My girlfriend made fried eggs for me one Sunday morning, the kind of quiet, lazy breakfast that’s supposed to feel like home. I watched her crack the eggs straight into the pan—no rinsing, no hesitation.
I frowned.
“My mom always rinsed eggs first,” I said without thinking. “You’re supposed to wash them.”
She froze, spatula midair. “What?”
“I mean,” I added quickly, “she always did. Isn’t that… necessary?”
The air changed. Not explosive—just heavy. She finished cooking in silence, set the plate down, and went to sit on the couch. The eggs tasted fine, but the silence didn’t.
Later that day, she finally said, “It wasn’t about the eggs.”
I looked up. “Then what was it?”
She sighed. “It’s the way you said it. Like there was a right way—and I was doing it wrong. Like your mom’s way was the standard.”
I felt defensive at first. I hadn’t meant it that way. I was just stating a fact, wasn’t I?

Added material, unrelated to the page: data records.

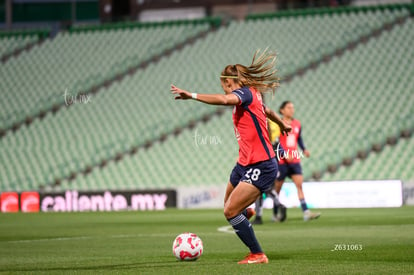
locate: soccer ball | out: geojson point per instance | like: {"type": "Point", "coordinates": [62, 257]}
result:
{"type": "Point", "coordinates": [187, 247]}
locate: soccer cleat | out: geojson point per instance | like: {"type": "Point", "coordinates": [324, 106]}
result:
{"type": "Point", "coordinates": [250, 212]}
{"type": "Point", "coordinates": [257, 258]}
{"type": "Point", "coordinates": [257, 220]}
{"type": "Point", "coordinates": [275, 218]}
{"type": "Point", "coordinates": [308, 215]}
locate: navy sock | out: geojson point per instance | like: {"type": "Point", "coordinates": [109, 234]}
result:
{"type": "Point", "coordinates": [259, 207]}
{"type": "Point", "coordinates": [303, 205]}
{"type": "Point", "coordinates": [244, 230]}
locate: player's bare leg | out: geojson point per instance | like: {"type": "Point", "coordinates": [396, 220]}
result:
{"type": "Point", "coordinates": [307, 214]}
{"type": "Point", "coordinates": [248, 212]}
{"type": "Point", "coordinates": [278, 216]}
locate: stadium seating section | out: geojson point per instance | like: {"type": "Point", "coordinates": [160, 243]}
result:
{"type": "Point", "coordinates": [347, 105]}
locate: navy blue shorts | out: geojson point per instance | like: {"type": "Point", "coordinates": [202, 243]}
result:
{"type": "Point", "coordinates": [261, 174]}
{"type": "Point", "coordinates": [287, 170]}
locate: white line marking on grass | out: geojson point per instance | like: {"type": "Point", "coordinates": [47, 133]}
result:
{"type": "Point", "coordinates": [52, 239]}
{"type": "Point", "coordinates": [119, 236]}
{"type": "Point", "coordinates": [226, 229]}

But that night, lying awake, I realized something uncomfortable: I did compare. Not just eggs—laundry folding, grocery shopping, even how she cleaned the kitchen. My mother had been my unspoken measuring stick, and my girlfriend kept coming up short in ways she never signed up for.
The next day, I did something I should’ve done sooner.
I looked it up.
Turns out, in many places, eggs aren’t supposed to be rinsed at home at all—it can actually increase the risk of bacteria. My mom rinsed eggs because her mom did, not because it was necessary.

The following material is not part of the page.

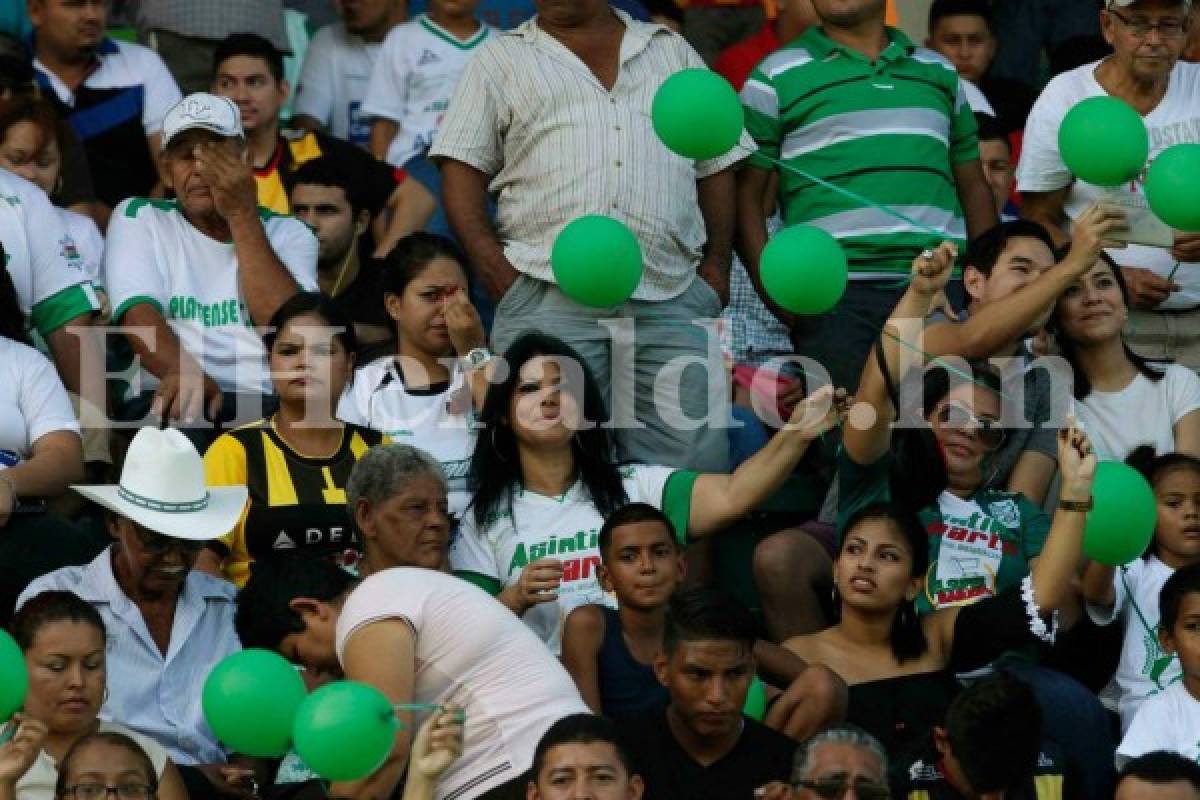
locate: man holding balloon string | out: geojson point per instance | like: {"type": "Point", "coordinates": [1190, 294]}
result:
{"type": "Point", "coordinates": [875, 144]}
{"type": "Point", "coordinates": [1071, 161]}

I felt stupid. And worse—ungrateful.
That evening, I cooked dinner. Nothing fancy, just pasta and sauce. When my girlfriend walked in, I said, “I owe you an apology.”

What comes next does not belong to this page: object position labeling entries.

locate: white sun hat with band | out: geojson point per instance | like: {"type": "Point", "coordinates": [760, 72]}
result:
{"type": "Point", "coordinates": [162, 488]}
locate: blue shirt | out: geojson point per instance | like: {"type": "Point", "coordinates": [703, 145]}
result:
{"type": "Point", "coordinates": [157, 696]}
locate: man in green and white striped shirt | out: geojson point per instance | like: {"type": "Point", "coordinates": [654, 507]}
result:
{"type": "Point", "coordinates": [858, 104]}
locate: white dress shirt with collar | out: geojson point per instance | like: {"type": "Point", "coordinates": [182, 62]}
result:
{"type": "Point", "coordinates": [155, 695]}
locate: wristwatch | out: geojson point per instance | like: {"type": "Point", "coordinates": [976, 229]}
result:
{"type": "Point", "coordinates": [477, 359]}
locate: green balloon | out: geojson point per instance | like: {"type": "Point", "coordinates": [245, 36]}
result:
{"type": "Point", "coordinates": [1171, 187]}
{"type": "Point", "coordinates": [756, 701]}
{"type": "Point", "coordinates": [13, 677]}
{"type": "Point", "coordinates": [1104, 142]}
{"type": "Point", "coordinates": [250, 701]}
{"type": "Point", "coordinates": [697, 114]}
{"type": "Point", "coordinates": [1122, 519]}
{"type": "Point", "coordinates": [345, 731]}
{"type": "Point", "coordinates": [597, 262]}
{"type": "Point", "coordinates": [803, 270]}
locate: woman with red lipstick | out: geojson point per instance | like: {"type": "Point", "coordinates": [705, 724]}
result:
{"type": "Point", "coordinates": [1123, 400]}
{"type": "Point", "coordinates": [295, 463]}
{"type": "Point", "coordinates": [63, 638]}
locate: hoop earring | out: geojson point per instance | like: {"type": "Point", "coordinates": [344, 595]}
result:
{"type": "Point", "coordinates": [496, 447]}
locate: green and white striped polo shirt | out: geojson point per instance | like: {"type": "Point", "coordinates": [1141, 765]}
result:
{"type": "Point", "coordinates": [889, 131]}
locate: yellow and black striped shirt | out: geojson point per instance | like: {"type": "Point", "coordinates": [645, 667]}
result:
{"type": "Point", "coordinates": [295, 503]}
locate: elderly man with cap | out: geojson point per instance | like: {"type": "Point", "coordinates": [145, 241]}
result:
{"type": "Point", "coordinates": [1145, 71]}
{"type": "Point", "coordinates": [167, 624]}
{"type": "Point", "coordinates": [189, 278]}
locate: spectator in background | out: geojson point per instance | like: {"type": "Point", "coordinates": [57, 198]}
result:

She raised an eyebrow but sat down.
“I wasn’t upset about the eggs,” I admitted. “I was stuck in the idea that ‘the way I grew up’ equals ‘the right way.’ That’s not fair to you.”
She studied my face, then smiled a little. “Thank you for saying that.”
I slid my phone across the table, showing her the article. “Also… you were right. About the eggs.”
She laughed, the tension finally breaking. “Good. Because I wasn’t about to start rinsing them.”
From then on, we made a rule: no invisible rulebooks from childhood. We talk. We ask. We learn each other’s ways instead of ranking them.
Now when we cook together, we joke about it.
“Rinse or rebel?” she’ll tease.
And I’ve learned something far more important than how to handle eggs:
Love isn’t about doing things the way someone else taught you.
It’s about choosing each other’s way—together.